On flights longer than two hours, travelers need to walk up and down the aisle or at least stretch. This staves off deep vein thrombosis, or potentially deadly blood clots, said Dr. Michael P. Zimring, director of the Center for Wilderness and Travel Medicine at Mercy Medical Center and the author of Healthy Travel.

For overseas trips, he said, it's also important to check which immunizations are necessary or recommended. The Centers for Disease Control and Prevention ( issues advisories. Recent warnings include a yellow fever outbreak in Brazil and Paraguay and measles in Israel.

For foreign trips in general, Zimring recommends shots for hepatitis A, which is contracted through contaminated food, and hepatitis B, which comes from blood and bodily fluid. An up-to-date tetanus shot is also a good idea.

He also says travelers might want to consider an extra medical policy. Medicare and some private health care policies are not good outside of the United States or require an upfront cash payment at foreign hospitals. Some countries are also unable to provide adequate emergency care, and evacuation may be necessary.

In other cases, finding an English-speaking doctor may be difficult. U.S. embassies and hotels may be able to offer referrals.
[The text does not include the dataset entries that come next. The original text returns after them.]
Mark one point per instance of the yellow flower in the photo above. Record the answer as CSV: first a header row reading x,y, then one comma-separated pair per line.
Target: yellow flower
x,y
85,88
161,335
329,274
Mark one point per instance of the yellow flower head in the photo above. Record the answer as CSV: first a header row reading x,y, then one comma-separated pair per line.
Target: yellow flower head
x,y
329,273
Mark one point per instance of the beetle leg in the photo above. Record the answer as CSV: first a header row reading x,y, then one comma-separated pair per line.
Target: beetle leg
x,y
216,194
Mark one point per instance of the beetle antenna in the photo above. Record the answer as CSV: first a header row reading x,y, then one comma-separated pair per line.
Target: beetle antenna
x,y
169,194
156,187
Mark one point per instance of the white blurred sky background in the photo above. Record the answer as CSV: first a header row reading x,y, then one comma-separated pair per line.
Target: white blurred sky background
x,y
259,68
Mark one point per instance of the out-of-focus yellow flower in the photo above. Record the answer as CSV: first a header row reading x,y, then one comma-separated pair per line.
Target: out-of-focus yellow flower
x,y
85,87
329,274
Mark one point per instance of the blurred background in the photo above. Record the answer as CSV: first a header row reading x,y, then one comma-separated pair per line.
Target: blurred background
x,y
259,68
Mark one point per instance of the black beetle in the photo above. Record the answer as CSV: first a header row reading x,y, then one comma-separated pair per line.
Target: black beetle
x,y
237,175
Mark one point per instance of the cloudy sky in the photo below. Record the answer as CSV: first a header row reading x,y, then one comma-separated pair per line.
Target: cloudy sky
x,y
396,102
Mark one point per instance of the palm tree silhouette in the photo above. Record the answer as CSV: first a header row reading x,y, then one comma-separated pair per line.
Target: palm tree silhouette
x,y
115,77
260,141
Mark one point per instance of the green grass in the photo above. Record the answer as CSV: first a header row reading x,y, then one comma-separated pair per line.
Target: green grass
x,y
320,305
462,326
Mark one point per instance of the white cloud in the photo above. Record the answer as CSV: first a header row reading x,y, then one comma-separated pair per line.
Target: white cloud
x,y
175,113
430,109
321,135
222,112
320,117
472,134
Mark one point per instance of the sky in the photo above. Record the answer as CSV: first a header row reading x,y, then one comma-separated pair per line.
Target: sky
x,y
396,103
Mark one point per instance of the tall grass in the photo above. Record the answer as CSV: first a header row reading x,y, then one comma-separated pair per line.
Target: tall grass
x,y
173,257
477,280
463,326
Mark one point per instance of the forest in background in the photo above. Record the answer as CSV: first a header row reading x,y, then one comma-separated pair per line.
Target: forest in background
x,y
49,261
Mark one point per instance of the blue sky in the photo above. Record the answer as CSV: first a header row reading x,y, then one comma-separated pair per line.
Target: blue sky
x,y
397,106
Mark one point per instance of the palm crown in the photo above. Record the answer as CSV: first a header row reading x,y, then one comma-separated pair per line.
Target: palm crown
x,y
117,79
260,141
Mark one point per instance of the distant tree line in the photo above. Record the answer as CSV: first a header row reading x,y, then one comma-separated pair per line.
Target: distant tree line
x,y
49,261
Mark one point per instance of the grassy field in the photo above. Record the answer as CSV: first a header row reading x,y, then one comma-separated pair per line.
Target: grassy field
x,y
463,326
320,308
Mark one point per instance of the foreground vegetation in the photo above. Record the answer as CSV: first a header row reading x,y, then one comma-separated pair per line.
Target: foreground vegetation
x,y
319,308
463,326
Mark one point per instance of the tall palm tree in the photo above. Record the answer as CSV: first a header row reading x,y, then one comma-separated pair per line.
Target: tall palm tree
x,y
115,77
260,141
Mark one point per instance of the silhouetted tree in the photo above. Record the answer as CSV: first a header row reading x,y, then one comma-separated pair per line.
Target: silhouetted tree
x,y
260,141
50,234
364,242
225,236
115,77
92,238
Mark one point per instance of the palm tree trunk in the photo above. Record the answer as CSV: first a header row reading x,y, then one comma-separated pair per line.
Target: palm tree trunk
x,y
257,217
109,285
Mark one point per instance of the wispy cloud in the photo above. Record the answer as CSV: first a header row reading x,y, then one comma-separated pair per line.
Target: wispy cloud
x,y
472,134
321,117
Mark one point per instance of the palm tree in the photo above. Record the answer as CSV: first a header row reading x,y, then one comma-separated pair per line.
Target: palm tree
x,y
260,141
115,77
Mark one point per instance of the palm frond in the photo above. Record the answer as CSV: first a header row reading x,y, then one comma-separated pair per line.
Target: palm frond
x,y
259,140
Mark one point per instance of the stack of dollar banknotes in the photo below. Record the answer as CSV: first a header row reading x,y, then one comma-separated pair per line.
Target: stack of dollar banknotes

Zimring advises travelers to carry prescriptions in their original bottles onto the plane to show authorities. And he said to pack commonly needed over-the-counter medications like Pepto Bismol and aspirin, and even an antibiotic for travelers' diarrhea. For the opposite problem, constipation, travelers should be prepared to drink extra fluids, eat fruit and, if necessary, take a tablespoon of Milk of Magnesia.

"In general, travelers should be prepared and informed," said Zimring. "For those big international trips, they should see an experienced travel doctor six to eight weeks in advance so there is time to go over their travel plans, get them proper immunizations and teach them how to protect themselves."

Locally, hospitals including Mercy, Johns Hopkins and Union Memorial have centers focused on traveler health.

As for some of the do-it-yourself preventive supplements, there isn't proof that all of them work, said David Schardt, a senior nutritionist with the Center for Science in the Public Interest.

The maker of Airborne, a widely popular vitamin and herbal remedy, agreed in March to pay $23.3 million to settle a class-action lawsuit over false advertising, including claims it could fend off colds. The company didn't admit wrongdoing but said it would refund the purchase price to those who want it, and boxes now say Airborne "boosts your immune system." About $18 million has already been claimed.

Schardt said Airborne hasn't done much in the way of scientific studies. But three decades of other research into vitamin C, a main ingredient in Airborne and many other over-the-counter remedies, shows that it may shorten the duration of a cold but only slightly. And it doesn't prevent a cold.

"If you drink fluids with the Airborne, that's probably of more help," he said.

If travelers do take vitamin C, they should avoid megadoses that can cause an upset stomach, said Grace Keenan, a medical doctor and director of Nova Medical in Northern Virginia, which combines Western medicine with holistic treatments.